Michael Hallman July 20, 2009 at 12:40 pm
Hi Sister and Michelle Another book worth checking out is Echoing Silence: Thomas Merton on the Vocation of Writing. And Michelle, I suppose the best advice I can offer (which from me isn’t worth very much) is to find a way to connect your writing with your prayer. The beauty of a deep life of prayer is the depths of self-discovery it enables, the depths of self-knowledge. St. Tersa of Avila described self-knowledge as true humility. So in deepening your own prayer life and discovering more and more about your own humanity, and your humanity vis-a-vis God, these discoveries will then flow directly into your vocation of writing. I think the best spiritual writings are those that address the human condition with honesty and with an awareness of God’s presence in our lives. So that would be my advice, to harmonize your prayer and your writing.

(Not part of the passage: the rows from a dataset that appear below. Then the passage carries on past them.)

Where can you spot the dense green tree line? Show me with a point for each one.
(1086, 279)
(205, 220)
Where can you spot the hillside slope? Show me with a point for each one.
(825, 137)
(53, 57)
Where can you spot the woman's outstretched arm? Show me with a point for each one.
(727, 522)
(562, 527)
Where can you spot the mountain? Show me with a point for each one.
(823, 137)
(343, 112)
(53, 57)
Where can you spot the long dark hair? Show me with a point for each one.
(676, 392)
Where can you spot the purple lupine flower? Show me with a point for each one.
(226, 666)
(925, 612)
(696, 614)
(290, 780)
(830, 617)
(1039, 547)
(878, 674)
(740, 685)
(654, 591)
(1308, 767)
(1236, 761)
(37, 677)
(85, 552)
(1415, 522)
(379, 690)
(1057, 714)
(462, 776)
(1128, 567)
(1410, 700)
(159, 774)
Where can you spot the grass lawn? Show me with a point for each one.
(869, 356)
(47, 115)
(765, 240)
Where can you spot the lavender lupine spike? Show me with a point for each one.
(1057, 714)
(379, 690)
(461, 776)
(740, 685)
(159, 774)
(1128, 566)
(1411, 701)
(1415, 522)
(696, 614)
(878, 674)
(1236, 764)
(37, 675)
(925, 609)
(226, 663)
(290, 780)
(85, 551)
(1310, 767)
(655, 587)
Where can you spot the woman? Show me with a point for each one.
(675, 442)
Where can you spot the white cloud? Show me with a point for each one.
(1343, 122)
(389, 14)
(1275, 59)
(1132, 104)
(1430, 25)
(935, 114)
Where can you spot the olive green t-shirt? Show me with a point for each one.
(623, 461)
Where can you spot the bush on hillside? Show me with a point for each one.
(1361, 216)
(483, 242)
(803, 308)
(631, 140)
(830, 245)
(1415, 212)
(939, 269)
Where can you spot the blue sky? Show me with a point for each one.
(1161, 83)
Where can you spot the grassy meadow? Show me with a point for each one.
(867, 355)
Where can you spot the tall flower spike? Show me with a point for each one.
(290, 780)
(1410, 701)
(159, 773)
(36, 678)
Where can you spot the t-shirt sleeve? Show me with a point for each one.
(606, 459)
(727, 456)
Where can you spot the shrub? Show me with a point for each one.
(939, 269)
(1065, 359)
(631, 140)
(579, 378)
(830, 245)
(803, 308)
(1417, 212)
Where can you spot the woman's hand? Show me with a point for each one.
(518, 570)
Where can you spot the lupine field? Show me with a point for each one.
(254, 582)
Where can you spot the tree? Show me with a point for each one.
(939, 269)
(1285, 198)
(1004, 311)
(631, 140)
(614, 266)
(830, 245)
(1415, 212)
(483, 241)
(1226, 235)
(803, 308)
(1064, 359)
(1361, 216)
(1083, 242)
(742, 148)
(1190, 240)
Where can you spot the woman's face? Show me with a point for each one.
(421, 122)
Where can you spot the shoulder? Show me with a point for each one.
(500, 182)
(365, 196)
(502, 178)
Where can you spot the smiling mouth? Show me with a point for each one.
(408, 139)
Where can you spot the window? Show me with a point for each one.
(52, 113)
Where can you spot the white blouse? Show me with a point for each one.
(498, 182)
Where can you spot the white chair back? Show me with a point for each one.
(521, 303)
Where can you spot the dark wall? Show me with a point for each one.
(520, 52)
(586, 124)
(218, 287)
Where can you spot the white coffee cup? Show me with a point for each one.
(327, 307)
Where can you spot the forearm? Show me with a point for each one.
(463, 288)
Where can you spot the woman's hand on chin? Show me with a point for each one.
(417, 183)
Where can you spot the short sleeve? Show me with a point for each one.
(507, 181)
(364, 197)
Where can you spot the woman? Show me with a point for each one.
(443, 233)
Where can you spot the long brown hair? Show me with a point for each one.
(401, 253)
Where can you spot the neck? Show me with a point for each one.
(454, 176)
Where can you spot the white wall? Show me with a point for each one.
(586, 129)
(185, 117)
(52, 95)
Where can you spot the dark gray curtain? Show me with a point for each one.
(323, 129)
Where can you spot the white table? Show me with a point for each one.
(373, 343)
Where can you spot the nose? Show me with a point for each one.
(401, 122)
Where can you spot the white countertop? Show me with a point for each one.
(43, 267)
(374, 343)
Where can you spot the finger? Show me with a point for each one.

Peggy July 20, 2009 at 8:38 pm
There are annual anthologies published with the title “The Best American Spiritual Writing of ____” [insert year], edited by Philip Zaleski. These always have some wonderful pieces, and demonstrate the diversity of spiritual writing. I’d also STRONGLY recommend the work of Patricia Hampl. My favorite is “Virgin Time,” but almost anything she’s written is worth exploring. [Please, people, if you have not read her, you are in for an ENORMOUS treat.]
Out of print, I think, but easy to find used online, is “A Company of Women: Journeys through the Feminine Experience of Faith,” edited by (Sr.) Irene Mahoney, OSU. [She's also the author of one of my favorite--and too-little-known "nun novels," "An Accidental Grace." READ IT, folks!]
Elizabeth July 21, 2009 at 3:25 pm
I know this is old advice, but sit in a quiet area with what ever you write with and then start writing words… any words… or you can start with a mantra… or finish a sentence… “My idea of Spirituality is…” and write everything you can think of… You will find yourself writing surprising things that you didn’t realize you thought or knew… Also, finding people to talk to who are not afraid of Spirituality or Religion will help. Bland advice, I am sure… But best of luck!
Sr. Hildegard July 23, 2009 at 8:45 pm
Thanks so much for the book recommendation. “The Soul Tells a Story” is already waiting for me at the public library (God bless them!). I ditto the recommendation of “Virgin Time.” I also love Kathleen Norris – “Cloister Walk” and “Dakota: A Spiritual Geography” etc., etc. I sure hope you journal everyday – this effort feeds my writing. Just read “On Writing” by Stephen King. His advice – Read, read, and read.
deerose July 28, 2009 at 1:41 pm
Wow! What an awesome topic. And so many good suggestions. I am going on a retreat for one week starting tomorrow and then helping out for a week. But when I return, I plan to check out most of these recommendations. I too am a writer and often write on spirituality. It’s kind of funny that we are connecting on this board right now because I find some of the best people to talk to on spirituality are actually nuns! That’s probably one of the reasons I have some close nun friends! You know, common interest.
Jerome August 6, 2009 at 10:51 pm
Thanks for your beautiful writing. You’re doing a great job through your writing. Please keep up the good work. Spirituality and our day-to-day life go hand in hand. God made us and sent us to this world. We live in this world and serve, praise and love him through our daily chores — at home in the family, at work, at play and in our relationship with others. We need to see and feel the hand of God everywhere in this world. God is as much present at home, in us, in others, and in the Nature. The experience of this God is the spirituality. As writers, we need to write about this very experience.